Is it possible to have an inference endpoint return a response that isn't JSON?

Hello, I’m using an inference endpoint for an image segmentation task (i.e. a UNET under the hood) and the output of the pipeline is a segmentation mask, i.e. an image. I’d like to have my endpoint simply return this image as the HTTP request body with some reasonable Content-Type header, but from the docs it’s not clear if anything besides JSON serialization is supported.
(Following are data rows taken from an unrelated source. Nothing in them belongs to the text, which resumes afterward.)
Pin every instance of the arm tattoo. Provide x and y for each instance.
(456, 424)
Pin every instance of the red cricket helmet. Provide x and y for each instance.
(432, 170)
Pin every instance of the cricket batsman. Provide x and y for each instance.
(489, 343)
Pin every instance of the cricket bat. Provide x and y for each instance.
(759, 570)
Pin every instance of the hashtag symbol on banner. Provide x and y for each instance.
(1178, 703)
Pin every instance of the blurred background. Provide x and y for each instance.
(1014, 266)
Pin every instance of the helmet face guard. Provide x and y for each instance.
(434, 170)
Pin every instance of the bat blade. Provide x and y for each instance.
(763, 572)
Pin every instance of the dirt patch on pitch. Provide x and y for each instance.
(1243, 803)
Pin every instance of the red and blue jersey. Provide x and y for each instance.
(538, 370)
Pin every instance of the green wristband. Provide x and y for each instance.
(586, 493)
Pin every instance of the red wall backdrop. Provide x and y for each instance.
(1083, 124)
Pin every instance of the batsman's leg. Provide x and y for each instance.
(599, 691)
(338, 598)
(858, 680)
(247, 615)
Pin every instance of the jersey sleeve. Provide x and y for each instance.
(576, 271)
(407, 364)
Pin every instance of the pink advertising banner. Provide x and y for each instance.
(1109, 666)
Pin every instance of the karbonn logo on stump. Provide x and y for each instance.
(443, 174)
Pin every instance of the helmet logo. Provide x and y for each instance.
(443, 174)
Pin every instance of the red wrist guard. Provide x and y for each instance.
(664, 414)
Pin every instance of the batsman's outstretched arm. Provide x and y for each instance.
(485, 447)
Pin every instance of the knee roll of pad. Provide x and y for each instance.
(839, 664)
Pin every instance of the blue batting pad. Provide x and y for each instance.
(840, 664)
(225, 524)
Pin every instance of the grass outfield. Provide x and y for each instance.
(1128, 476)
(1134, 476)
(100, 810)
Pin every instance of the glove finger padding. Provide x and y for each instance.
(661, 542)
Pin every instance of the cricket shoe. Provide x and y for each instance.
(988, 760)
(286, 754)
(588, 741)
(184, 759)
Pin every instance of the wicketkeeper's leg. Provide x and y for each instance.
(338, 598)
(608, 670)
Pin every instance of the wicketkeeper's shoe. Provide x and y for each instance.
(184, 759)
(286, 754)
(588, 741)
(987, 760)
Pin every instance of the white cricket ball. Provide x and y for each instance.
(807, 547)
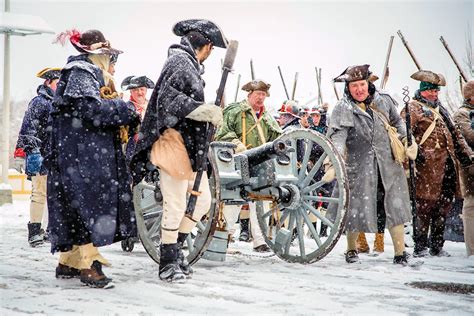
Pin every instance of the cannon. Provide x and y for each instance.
(286, 174)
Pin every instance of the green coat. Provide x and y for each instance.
(232, 127)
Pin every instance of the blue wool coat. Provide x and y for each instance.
(89, 193)
(34, 132)
(178, 91)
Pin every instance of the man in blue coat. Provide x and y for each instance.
(89, 193)
(33, 140)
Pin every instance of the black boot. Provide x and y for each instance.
(169, 268)
(182, 261)
(244, 230)
(34, 234)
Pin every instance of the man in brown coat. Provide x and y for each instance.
(465, 125)
(437, 174)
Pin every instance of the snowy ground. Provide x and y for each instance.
(241, 285)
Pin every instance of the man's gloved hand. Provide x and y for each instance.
(412, 150)
(207, 112)
(19, 164)
(33, 163)
(240, 146)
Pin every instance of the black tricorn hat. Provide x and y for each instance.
(257, 85)
(205, 27)
(93, 42)
(132, 82)
(354, 73)
(49, 73)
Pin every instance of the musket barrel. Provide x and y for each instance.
(265, 152)
(283, 81)
(385, 68)
(294, 86)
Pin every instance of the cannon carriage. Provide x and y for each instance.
(283, 178)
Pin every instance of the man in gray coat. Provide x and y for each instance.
(464, 120)
(377, 182)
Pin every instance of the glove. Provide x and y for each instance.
(19, 164)
(412, 150)
(33, 163)
(207, 112)
(330, 173)
(240, 146)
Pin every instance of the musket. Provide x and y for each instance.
(405, 43)
(284, 85)
(411, 163)
(252, 73)
(237, 90)
(461, 72)
(294, 86)
(335, 90)
(385, 74)
(211, 129)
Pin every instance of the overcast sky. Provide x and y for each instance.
(297, 35)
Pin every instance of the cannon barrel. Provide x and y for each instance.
(265, 152)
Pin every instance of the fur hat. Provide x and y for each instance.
(132, 82)
(468, 90)
(257, 85)
(91, 42)
(354, 73)
(429, 76)
(205, 27)
(49, 73)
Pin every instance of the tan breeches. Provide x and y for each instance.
(175, 193)
(396, 232)
(82, 257)
(38, 200)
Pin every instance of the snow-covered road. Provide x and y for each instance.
(241, 285)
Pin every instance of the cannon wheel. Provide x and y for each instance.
(147, 200)
(297, 247)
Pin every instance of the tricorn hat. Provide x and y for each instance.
(429, 76)
(205, 27)
(132, 82)
(91, 41)
(354, 73)
(49, 73)
(257, 85)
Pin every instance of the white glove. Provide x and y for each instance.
(240, 146)
(19, 164)
(412, 150)
(207, 112)
(330, 174)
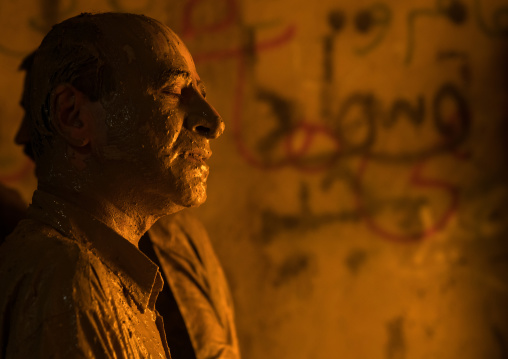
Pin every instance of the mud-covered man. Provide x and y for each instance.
(121, 132)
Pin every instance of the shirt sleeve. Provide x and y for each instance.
(57, 307)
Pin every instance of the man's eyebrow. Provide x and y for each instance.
(171, 75)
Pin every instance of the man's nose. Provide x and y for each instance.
(203, 119)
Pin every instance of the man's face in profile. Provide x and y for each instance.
(174, 122)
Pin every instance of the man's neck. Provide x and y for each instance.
(129, 219)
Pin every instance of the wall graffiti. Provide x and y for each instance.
(445, 110)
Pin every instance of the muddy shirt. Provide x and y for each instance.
(71, 287)
(196, 290)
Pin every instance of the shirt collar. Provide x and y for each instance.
(138, 274)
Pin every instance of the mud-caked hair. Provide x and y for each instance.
(81, 51)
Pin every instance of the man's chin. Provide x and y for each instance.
(192, 197)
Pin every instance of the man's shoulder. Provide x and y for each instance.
(37, 256)
(33, 244)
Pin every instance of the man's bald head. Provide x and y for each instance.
(89, 52)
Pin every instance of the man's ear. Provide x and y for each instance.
(70, 119)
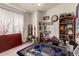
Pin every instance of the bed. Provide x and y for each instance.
(44, 49)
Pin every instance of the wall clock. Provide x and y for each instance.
(54, 18)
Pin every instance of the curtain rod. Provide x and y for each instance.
(8, 9)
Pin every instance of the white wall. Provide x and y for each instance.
(27, 20)
(59, 9)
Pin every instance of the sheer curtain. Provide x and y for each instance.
(10, 22)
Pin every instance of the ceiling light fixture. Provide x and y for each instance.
(39, 4)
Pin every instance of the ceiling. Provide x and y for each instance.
(31, 7)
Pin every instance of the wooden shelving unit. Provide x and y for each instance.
(67, 27)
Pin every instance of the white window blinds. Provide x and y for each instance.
(10, 22)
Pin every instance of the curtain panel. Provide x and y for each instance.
(10, 22)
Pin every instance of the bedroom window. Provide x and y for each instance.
(10, 22)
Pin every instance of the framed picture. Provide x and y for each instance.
(39, 23)
(54, 18)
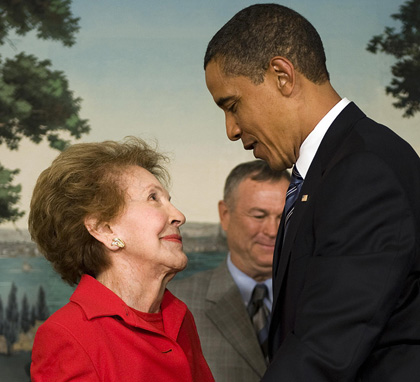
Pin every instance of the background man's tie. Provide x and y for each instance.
(295, 185)
(260, 314)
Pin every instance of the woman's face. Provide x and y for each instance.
(149, 224)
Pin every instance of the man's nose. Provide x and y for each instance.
(232, 129)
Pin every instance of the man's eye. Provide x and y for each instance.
(153, 196)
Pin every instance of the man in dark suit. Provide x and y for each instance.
(346, 268)
(219, 298)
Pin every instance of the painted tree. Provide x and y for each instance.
(42, 312)
(404, 45)
(35, 100)
(25, 319)
(11, 328)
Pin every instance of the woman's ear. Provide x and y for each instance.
(101, 232)
(285, 75)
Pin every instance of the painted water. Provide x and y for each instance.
(29, 273)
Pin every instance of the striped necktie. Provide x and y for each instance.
(295, 185)
(259, 314)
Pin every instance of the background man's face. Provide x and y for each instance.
(251, 225)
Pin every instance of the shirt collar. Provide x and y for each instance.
(310, 145)
(246, 284)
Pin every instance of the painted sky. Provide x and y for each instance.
(137, 65)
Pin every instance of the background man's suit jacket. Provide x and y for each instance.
(228, 340)
(346, 277)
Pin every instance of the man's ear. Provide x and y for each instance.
(224, 215)
(101, 232)
(285, 75)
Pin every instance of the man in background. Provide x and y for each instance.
(346, 269)
(231, 303)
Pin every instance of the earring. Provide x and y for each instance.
(118, 242)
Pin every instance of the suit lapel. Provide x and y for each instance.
(227, 312)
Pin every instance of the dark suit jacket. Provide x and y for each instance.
(227, 337)
(346, 276)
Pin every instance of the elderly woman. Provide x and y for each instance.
(102, 216)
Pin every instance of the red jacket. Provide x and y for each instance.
(97, 337)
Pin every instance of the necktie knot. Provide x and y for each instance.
(259, 293)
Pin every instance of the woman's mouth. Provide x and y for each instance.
(175, 238)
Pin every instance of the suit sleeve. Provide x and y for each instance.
(58, 356)
(364, 234)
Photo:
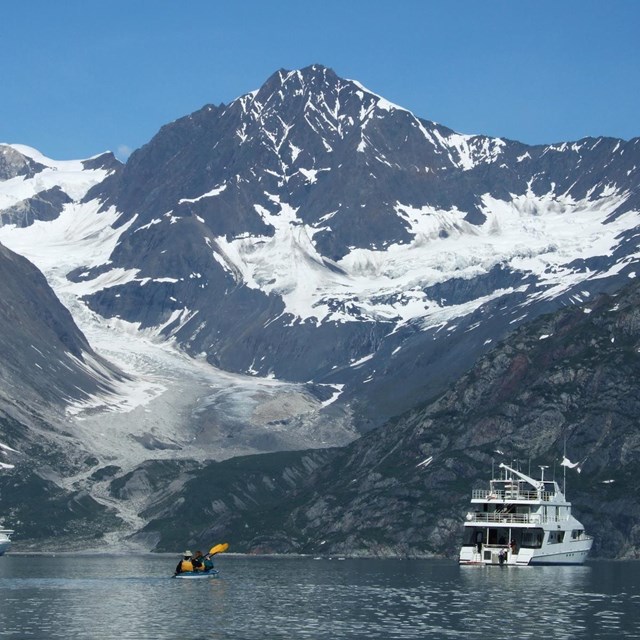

When I tried returning a bytes object from my handler, for instance, it failed.

I know I could always base64 encode the data and use JSON, but I’d prefer to avoid that additional overhead if it’s possible.

Thanks!

Basically, it should be possible. (For example we routinely do so from Gradio in Spaces)
I’d say the documentation is there, but it’s scattered…

After all, in HF it’s often faster to read the code and try it out than to read the documentation diligently from cover to cover.
I’m not a hacker or anything…

I tried to reverse engineer this a bit since it’s not that well documented, and attempted to use the Accept header to indicate that the response should be returned raw. However, it looks like a raw response isn’t one of the supported auto-serialization modes. The error message was:

('\n'
 '                Accept type "application/octet-stream" not supported.\n'
 '                Supported accept types are:\n'
 '                application/json, text/csv, text/plain, image/png, '
 'image/jpeg, image/jpg, image/tiff, image/bmp, image/gif, image/webp, '
 'image/x-image, audio/x-flac, audio/flac, audio/mpeg, audio/x-mpeg-3, '
 'audio/wave, audio/wav, audio/x-wav, audio/ogg, audio/x-audio, audio/webm, '
 'audio/webm;codecs=opus, audio/AMR, audio/amr, audio/AMR-WB, audio/AMR-WB+, '
 'audio/m4a, audio/x-m4a\n'
 '            ')

From what I can tell from that list, there isn’t a way to indicate that the response should be returned raw as the body. I tried text/plain but that did not work, and it looked like it was looking for some custom serialization logic that didn’t exist.

Well, I guess it’s faster to receive it as image than as JSON.
No, it’s not faster…?
Anyway, for example, Diffusers’ documentation recommended that images be received and saved with PIL.Image.

HF documentation is inevitably auto-generated from comments in the code, so except for the introductory sections, it is faster to read the code if you can read it.
It is even faster to imitate someone else who is doing it well.